Acute Exudative Polymorphous Vitelliform Maculopathy


History of Present Illness (HPI)

A 61-year-old woman with a remote history of laser-assisted in situ keratomileusis (LASIK) both eyes (OU) is referred to you for evaluation of posterior uveitis. She noticed a “grayish smudge” in the center, OU, starting about 2 months ago. She saw an outside ophthalmologist, who noted posterior pole lesions, started prednisolone acetate eye drops four times a day (QID), ordered basic laboratory work, and then sent her to you. She has already had a QuantiFERON, fluorescent treponemal antibody absorption (FTA-ABS), rapid plasma reagin (RPR), angiotensin-converting enzyme (ACE), lysozyme, chest x-ray, antinuclear antibodies (ANA), antineutrophil cytoplasmic antibodies (ANCA), Lyme serologies, erythrocyte sedimentation rate (ESR), C-reactive protein (CRP), complete blood count (CBC), basic metabolic panel (BMP), and urinalysis, all of which were normal.

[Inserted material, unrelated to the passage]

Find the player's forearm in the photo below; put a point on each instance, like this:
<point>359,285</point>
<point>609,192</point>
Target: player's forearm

Her symptoms have been approximately stable since onset. She denies flashes or floaters. She is extremely anxious about her condition and is worried she will go blind.

Past Medical History

  • Coronary artery disease

  • Hypertension

  • Hypercholesterolemia

    Fig. 56.1, (A) Color fundus photograph of the right eye shows a large, yellow-orange, placoid-like lesion deep to the temporal macula with several smaller, circular satellite lesions. (B) Color fundus photograph of the left eye shows remarkably similar lesions to the right eye.

Exam
OD OS
Vision 20/30− 20/30
Intraocular pressure (IOP) 16 14
Lids and lashes: Normal Normal
Sclera/conjunctiva: White and quiet White and quiet
Cornea: Clear Clear
Anterior chamber (AC): Deep and quiet Deep and quiet
Iris: Flat Flat
Lens: Trace nuclear sclerosis (NS) Trace NS
Anterior vitreous: Clear Clear
Dilated fundus examination (DFE): Fig. 56.1A Fig. 56.1B

Further Questions to Ask

  • Do you have any history of cancer?

  • Have you felt unwell recently? Any fevers, chills, myalgias, headache, or upper respiratory symptoms?

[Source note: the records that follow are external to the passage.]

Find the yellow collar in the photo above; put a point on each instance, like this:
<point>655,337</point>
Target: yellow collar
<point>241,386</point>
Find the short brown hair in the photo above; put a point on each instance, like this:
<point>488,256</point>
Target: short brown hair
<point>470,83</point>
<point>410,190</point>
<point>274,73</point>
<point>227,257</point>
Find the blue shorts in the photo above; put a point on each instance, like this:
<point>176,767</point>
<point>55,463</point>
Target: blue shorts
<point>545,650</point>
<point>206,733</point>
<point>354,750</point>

She has no history of cancer. She had a mild viral illness about 3 months ago but nothing out of the ordinary.

Because the diagnosis was still unclear after examination, optical coherence tomography (OCT) and fluorescein angiography (FA) were pursued ( Figs. 56.2 to 56.4 ).

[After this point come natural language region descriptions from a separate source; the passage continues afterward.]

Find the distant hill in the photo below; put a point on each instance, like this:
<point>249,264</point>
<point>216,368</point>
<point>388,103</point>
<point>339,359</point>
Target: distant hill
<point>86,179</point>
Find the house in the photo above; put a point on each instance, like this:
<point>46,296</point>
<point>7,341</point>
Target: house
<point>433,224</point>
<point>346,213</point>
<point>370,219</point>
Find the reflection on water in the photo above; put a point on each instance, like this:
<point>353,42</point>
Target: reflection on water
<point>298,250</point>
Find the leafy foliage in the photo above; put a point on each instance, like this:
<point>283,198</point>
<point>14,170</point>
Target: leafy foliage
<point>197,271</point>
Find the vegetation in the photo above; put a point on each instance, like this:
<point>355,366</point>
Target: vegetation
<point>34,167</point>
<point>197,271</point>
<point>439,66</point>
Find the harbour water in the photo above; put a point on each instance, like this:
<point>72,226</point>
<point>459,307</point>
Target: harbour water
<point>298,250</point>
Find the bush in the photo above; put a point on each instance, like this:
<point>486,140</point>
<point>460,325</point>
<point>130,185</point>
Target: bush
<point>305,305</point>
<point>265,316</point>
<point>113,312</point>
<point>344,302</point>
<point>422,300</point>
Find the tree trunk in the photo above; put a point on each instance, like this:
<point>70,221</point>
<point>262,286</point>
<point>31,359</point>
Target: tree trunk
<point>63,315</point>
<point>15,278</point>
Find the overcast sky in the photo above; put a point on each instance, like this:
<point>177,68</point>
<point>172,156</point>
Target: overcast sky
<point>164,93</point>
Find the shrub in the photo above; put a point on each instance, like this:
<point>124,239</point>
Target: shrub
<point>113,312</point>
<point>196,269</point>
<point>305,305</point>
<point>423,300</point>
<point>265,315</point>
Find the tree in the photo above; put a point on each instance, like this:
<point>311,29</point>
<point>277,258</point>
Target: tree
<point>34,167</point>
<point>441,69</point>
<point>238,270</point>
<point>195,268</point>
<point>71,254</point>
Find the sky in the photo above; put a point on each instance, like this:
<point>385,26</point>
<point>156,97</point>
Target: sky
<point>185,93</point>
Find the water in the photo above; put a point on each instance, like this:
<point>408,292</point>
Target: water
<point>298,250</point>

Fig. 56.2, (A) OCT of the right macula shows subretinal fluid with hyperreflective material adjacent to the outer retina. (B) OCT of the left macula shows very similar findings.

Fig. 56.3, (A) Early frame FA of the right eye shows blocking of fluorescence by subretinal material. (B) Late frame of the FA, right eye. There is no leakage or vascular inflammation.

Fig. 56.4, (A) Early frame FA of the left eye shows blocking of fluorescence by subretinal material. (B) Late frame of the FA, left eye. There is no leakage or vascular inflammation.